Cabiniet Secretary, James Macharia, said that he expected the port is to receive more cargo, particularly with the burden from neighboring nations. This will make automation key to accomplishing objectives for the port of Mombasa. “We are continuing to implement the Mombasa Port Community Charter devised in 2014. Most important is the automation of services under the Kenya National Single Window System as we anticipate more cargo coming especially directed to our neighbours,” he was cited saying.
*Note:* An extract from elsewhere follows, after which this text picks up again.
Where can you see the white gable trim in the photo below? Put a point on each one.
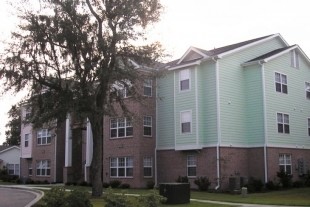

Catherine Mturi-Wairi revealed an ascent in export activity to 2,182,232. This number has ascended by 36,094 tons. Import activity additionally recorded a rise of 12.1 percent to 14,803,838 tons from 13,209,720. The expansion was driven by mass items, of the likes of wheat, clinker, palm oil and refined oil based goods. “Handling such quantities needs an efficient and automated cargo handling system. We already have one in place but we will be working with partners like Trade Mark East Africa to improve on it,” said Ms Mturi-Wairi. The automation comes even as the Kenya Shippers Council CEO Gilbert Langat said cargo handling at the port is still slow due to poor systems, calling on KPA to improve it. “Cargo handling operations and poor use of systems are some of the challenges facing cargo movement at the port,” he said.